In de Belgische stad Gent richtten de schepenen van de stad in 1191 een krankzinnigengesticht op, Sint-Jan-ten-Dullen.

Bekende dolhuizen in Nederland:

  • Het oudste dolhuis in Nederland is het dolhuis Reinier van Arkel in 's-Hertogenbosch (1442). De zorg was voor die tijd vooruitstrevend: patiënten werden niet "opgesloten", maar onderhouden en geobserveerd. Er bestond een dagverblijf (18e eeuw) voor afleiding en bezigheid.

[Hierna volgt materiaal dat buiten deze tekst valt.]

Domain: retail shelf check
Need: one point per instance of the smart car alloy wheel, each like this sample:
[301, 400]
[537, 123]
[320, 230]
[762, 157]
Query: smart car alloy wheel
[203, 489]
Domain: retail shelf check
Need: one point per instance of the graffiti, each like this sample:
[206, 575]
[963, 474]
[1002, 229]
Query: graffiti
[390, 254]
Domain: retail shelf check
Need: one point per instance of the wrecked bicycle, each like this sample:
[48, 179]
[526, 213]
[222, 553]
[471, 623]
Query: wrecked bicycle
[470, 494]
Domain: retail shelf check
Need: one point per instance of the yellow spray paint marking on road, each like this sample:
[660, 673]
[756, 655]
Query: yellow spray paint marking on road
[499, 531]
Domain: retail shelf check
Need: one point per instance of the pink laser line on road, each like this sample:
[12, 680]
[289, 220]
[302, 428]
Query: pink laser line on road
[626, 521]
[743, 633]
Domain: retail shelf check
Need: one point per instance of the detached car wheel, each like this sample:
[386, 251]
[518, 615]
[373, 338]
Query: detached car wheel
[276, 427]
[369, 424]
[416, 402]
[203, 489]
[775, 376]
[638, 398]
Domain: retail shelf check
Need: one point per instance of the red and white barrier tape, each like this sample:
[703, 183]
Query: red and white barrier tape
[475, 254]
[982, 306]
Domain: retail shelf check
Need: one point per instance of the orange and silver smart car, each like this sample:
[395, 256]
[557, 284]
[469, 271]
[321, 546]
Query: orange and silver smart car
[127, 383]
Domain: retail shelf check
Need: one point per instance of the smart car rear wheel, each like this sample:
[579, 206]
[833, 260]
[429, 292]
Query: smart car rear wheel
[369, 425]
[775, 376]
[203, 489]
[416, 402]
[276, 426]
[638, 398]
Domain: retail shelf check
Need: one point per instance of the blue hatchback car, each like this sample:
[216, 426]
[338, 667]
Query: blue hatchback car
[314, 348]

De kosten voor de verzorging werden bepaald naar draagkracht.
  • Het Willem-Arntszhuis in Utrecht (1461) had plaats voor geesteszieken en mensen met infectieziekten (in die tijd voornamelijk de pest). Dit dolhuis bestond uit zes kleinere huisjes, elk voorzien van een vaste krib met stro. Eenmaal per week werden deze huisjes schoongemaakt. Vier keer per jaar werden bewoners geknipt en geschoren door de chirurgijn, eventueel met hulp van de smidsknecht. De kleding van de bewoners was gestandaardiseerd: een rood baaien hansop, waarvan de broek, jas en kousen aan elkaar waren genaaid.
  • Het Dolhuys in Haarlem is sinds 2005 een museum.
  • Het huidige Pepergasthuis en het Sint-Anthoniegasthuis in Groningen.
  • Het Amsterdamse Dolhuis verrees tussen 1562 en 1569 aan de Kloveniersburgwal hoek Spinhuissteeg, aan de toenmalige stadsrand. Stichters waren het echtpaar Hendrik Pauluszoon en Christina Boelens uit de Warmoesstraat. Er was aanvankelijk plaats voor elf patiënten, die door de burgemeesters werden opgenomen op grond van overlast, gevaar voor zichzelf of anderen of de noodzaak van verzorging.[1]